Lt. Hasan Maruf of the Ottoman army describes how a population of a village were taken all together and then burned. The Commander of the Third Army Vehib's 12-page affidavit, which was dated 5 December 1918, was presented in the Trebizond (Trabzon) trial series (29 March 1919) included in the Key Indictment, reporting such a mass burning of the population of an entire village near Muş: “The shortest method for disposing of the women and children concentrated in the various camps was to burn them”. Further, it was reported that “Turkish prisoners who had apparently witnessed some of these scenes were horrified and maddened at remembering the sight. They told the Russians that the stench of the burning human flesh permeated the air for many days after”. Genocide scholar Vahakn Dadrian wrote that 80,000 Armenians in 90 villages across the Muş plain were burned in “stables and haylofts”.

Ottoman physicians contributed to the planning and execution of the genocide.
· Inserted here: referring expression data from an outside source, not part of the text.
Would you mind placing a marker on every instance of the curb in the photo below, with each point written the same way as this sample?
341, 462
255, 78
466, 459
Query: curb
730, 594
The physicians Behaeddin Shakir and Nazım Bey were leading figures in the leadership committee of the Committee of Union and Progress, and both held leadership roles in the Special Organization. Other physicians used their medical expertise to facilitate the killings, including designing methods for poisoning victims and using Armenians as subjects for lethal human experimentation.
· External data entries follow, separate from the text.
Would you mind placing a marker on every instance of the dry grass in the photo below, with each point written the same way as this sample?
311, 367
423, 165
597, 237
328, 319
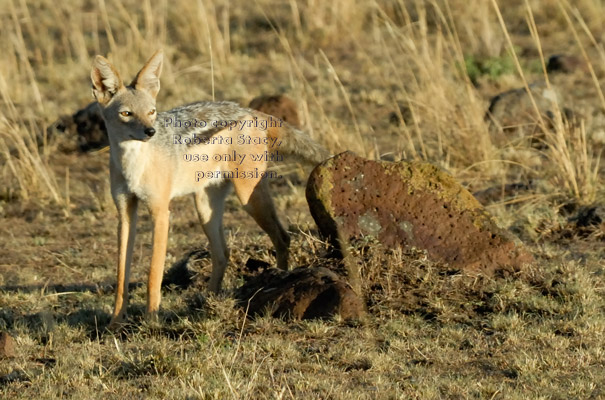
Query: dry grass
355, 68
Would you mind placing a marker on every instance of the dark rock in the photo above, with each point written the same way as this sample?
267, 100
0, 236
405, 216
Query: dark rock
86, 125
408, 205
279, 106
514, 109
302, 293
7, 346
183, 272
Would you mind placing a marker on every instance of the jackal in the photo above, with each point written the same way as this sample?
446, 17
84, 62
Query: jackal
152, 160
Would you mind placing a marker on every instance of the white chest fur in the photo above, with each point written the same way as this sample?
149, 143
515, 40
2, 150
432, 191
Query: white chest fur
134, 159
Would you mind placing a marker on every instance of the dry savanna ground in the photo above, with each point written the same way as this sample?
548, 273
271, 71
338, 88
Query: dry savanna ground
393, 79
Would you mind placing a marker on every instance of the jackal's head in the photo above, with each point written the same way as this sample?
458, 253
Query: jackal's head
129, 111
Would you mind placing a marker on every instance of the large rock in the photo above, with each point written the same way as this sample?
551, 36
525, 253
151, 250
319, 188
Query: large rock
302, 293
408, 204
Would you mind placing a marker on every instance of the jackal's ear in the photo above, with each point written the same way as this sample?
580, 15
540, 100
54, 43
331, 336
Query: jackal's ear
105, 80
148, 78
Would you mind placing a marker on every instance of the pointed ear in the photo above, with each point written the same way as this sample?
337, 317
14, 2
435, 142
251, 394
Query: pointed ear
148, 78
105, 80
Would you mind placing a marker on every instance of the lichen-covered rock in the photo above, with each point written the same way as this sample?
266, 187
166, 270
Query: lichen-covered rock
408, 204
302, 293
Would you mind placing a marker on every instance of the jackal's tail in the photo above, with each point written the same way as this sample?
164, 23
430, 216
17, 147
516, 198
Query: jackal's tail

Specific medical methods used to kill victims included:
- Morphine overdose: During the Trebizond trial series of the Martial court, from the sittings between 26 March and 17 May 1919, the Trabzons Health Services Inspector Dr. Ziya Fuad wrote in a report that Dr. Saib caused the death of children with the injection of morphine. The information was allegedly provided by two physicians (Drs. Ragib and Vehib), both Dr. Saib's colleagues at Trebizond's Red Crescent hospital, where those atrocities were said to have been committed.
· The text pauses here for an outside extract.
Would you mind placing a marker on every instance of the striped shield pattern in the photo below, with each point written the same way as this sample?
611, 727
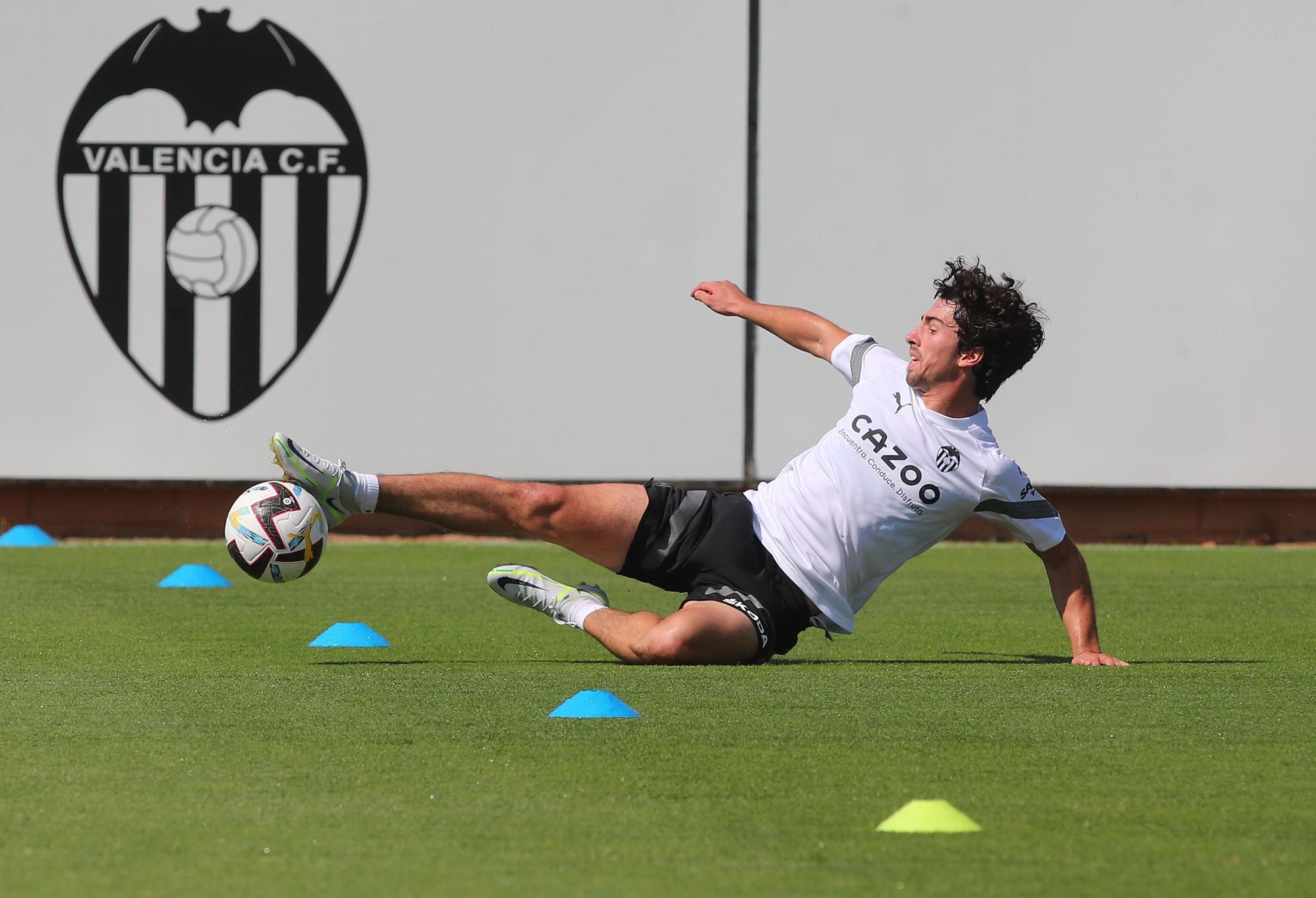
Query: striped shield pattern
213, 186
- Toxic gas: Dr. Ziya Fuad and Dr. Adnan, public health services director of Trebizond, submitted affidavits reporting cases in which two school buildings were used to organize children and send them to the mezzanine to kill them with toxic gas equipment.
- Typhoid inoculation: The Ottoman surgeon, Dr. Haydar Cemal wrote "on the order of the Chief Sanitation Office of the Third Army in January 1916, when the spread of typhus was an acute problem, innocent Armenians slated for deportation at Erzincan were inoculated with the blood of typhoid fever patients without rendering that blood 'inactive'". Jeremy Hugh Baron writes: “Individual doctors were directly involved in the massacres, having poisoned infants, killed children and issued false certificates of death from natural causes. Nazim's brother-in-law Dr. Tevfik Rushdu, Inspector-General of Health Services, organized the disposal of Armenian corpses with thousands of kilos of lime over six months; he became foreign secretary from 1925 to 1938”.
While there is no consensus as to how many Armenians lost their lives during the Armenian Genocide, there is general agreement among western historians that over 800,000 Armenians died between 1914 and 1918. Estimates vary between 800,000 and 1,500,000 (per the governments of France, Canada, and other states).